Methods: Twenty-four rabbit hearts were randomly assigned to receive 1 of 3 preservation solutions in a crystalloid-perfused Langendorff model: (1) prototype solution containing a 0.5 mmol/L concentration of pinacidil, (2) prototype solution without pinacidil as control, and (3) University of Wisconsin solution. Thirty minutes of initial perfusion preceded baseline data acquisition. Data comprised left ventricle pressure-volume curves generated by inflating an intraventricular latex balloon. After cardioplegic administration, hearts underwent 4 hours of hypothermic storage, followed by 60 minutes of reperfusion and postischemic data acquisition.

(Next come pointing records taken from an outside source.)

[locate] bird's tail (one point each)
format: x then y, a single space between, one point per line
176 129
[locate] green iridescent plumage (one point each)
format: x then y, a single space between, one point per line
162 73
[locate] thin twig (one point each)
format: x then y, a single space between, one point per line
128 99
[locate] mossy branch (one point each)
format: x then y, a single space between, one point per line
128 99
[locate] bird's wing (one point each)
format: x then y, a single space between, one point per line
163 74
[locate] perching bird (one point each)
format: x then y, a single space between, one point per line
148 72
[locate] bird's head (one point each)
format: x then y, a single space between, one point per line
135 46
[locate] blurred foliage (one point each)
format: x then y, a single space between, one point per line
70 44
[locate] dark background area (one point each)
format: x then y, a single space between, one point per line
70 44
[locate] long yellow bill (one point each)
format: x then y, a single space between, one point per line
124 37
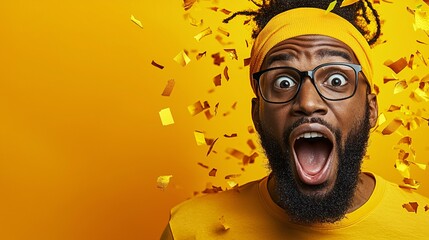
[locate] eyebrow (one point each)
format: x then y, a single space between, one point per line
333 53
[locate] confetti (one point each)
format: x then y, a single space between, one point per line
157 65
163 181
166 116
392 127
213 172
400 87
187 4
421 20
232 53
136 21
230 136
203 33
168 88
223 31
232 176
195 108
182 58
398 65
331 6
223 223
211 146
411 206
218 59
251 144
203 165
348 2
217 80
225 73
200 55
199 138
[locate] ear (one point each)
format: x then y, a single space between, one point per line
255 113
373 109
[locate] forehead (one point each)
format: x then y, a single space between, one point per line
310 46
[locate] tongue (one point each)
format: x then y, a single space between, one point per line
312 154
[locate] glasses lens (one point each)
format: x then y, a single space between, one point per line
279 85
335 81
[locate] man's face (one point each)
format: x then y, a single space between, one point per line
314 146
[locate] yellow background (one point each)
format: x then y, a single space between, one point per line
81 141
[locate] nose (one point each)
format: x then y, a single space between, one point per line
308 102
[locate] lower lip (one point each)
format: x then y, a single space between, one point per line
317 178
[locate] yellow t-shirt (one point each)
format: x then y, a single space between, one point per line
249 213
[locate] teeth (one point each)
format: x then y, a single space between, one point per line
310 135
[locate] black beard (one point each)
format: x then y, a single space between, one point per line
329 207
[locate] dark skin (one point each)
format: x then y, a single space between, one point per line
305 53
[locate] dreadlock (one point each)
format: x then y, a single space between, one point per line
361 14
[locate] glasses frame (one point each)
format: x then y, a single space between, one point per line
356 67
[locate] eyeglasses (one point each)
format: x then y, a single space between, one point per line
333 81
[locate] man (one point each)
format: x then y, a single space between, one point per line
311 73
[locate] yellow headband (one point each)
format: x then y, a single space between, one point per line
305 21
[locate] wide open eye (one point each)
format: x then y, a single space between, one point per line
336 80
284 83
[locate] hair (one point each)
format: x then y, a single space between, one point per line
361 14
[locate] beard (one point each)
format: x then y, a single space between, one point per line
333 205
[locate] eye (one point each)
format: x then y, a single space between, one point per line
284 82
336 80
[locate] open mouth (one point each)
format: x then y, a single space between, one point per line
313 146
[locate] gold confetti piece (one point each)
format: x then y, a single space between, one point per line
421 94
421 57
250 129
203 33
411 206
200 138
203 165
211 146
166 116
223 223
235 153
251 144
218 59
168 88
400 87
217 80
182 58
232 176
195 108
187 4
232 53
157 65
376 89
348 2
223 31
393 108
212 189
246 61
225 73
231 135
403 168
421 20
163 181
331 6
136 21
392 127
398 65
200 55
213 172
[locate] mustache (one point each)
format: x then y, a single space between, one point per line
305 120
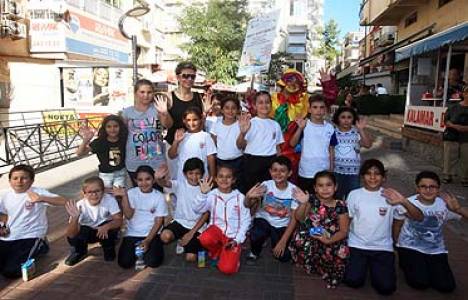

Results: Postischemic developed pressure was better preserved by pinacidil solution (92.4% ± 4.5%) than by the control (74.9% ± 3.4%, P = .01) and University of Wisconsin solutions (66.7% ± 5.1%, P = .001). Diastolic negative dP/dT was better preserved by pinacidil solution (104.4% ± 10.2%) than by the control (80.2% ± 4.2%, P = .034) and University of Wisconsin solutions (71.7% ± 7.0%, P = .015). Diastolic compliance, expressed as baseline/postischemic diastolic slope ratios, was more poorly preserved by University of Wisconsin solution (0.67 ± 0.07) than by the pinacidil (0.88 ± 0.05, P = .041) and control solutions (0.87 ± 0.05, P = .021). Postischemic coronary flow was higher in hearts exposed to pinacidil solution (77.8% ± 3.0%) than in those exposed to the control (66.8% ± 2.4%) and University of Wisconsin solutions (70.9% ± 4.0%, P = .07).
Conclusions: The superiority of the pinacidil solution in this experiment demonstrated that hyperpolarized arrest with potassium-channel openers improves donor heart preservation when administered in a novel histidine-buffered lactobionate-enriched vehicle.